The Unity Machine Learning Agents Toolkit (ML-Agents) is an open-source project that enables games and simulations to serve as environments for training intelligent agents using deep reinforcement learning and imitation learning.
https://unity.com/products/machine-learning-agents
Other
16.93k stars 4.14k forks source link

tensorflow-gpu tutorial is basically useless [FIXED] #1600

Closed wilk3ns closed 5 years ago

wilk3ns commented 5 years ago

I've followed all Windows installation steps carefully, here at the end everything worked on CPU. Then I tried switching GPU by provided tutorial and never got it working. Basically problem is the method provided is not valid. You cannot uninstall tensorflow and install tensorflow-gpu in order to make training happening on GPU. Basically my tensorflow-gpu install worked perfectly, it recognized my GPU and etc. But mlagents-learn script is hardcoded to check if cpu version is installed. So you can never run it on tensorflow-gpu. Please provide us with new tutorial or fix current one. Maybe we should use different version of CUDA? Any help will be appreciated! Thank you.
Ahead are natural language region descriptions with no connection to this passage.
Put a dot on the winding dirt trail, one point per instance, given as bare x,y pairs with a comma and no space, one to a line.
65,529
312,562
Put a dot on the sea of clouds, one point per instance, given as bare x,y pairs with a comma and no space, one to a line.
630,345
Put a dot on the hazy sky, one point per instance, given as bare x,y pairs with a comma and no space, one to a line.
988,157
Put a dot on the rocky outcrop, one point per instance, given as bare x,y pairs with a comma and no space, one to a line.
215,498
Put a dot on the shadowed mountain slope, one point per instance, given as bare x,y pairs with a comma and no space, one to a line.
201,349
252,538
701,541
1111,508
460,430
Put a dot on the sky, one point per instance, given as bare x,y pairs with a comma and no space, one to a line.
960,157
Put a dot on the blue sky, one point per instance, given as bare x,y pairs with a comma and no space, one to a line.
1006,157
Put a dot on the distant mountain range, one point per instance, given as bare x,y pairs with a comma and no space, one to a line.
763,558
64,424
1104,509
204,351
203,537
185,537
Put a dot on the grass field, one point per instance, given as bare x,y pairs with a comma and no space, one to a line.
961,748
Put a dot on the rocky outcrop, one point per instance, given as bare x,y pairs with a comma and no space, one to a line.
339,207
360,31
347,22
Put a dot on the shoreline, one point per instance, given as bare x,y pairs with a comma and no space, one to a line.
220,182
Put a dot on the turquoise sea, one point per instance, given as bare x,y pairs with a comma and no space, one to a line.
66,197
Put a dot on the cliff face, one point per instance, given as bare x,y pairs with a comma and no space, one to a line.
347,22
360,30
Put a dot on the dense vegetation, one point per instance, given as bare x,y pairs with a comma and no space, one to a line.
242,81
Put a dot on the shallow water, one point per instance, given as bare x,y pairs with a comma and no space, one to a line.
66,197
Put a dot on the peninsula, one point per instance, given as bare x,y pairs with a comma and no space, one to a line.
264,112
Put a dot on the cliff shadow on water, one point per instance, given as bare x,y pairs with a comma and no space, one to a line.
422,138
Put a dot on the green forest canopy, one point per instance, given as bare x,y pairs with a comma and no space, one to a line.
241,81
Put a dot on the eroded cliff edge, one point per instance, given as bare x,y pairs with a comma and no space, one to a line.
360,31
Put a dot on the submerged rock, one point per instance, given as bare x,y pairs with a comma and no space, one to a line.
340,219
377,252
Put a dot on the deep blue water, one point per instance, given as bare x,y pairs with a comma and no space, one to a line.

taesiri commented 5 years ago

You can change tensorflow to tensorflow-gpu in this line and run pip install -e . afterwards.

Related Issue: #1534

wilk3ns commented 5 years ago

@taesiri Already tried, after that in just installs normal tensorflow, then training runs on cpu :(

taesiri commented 5 years ago

How about this pip install --upgrade --ignore-installed tensorflow-gpu==1.7 ?

I should also mention that the problem is not the ml-agents, but your python environment.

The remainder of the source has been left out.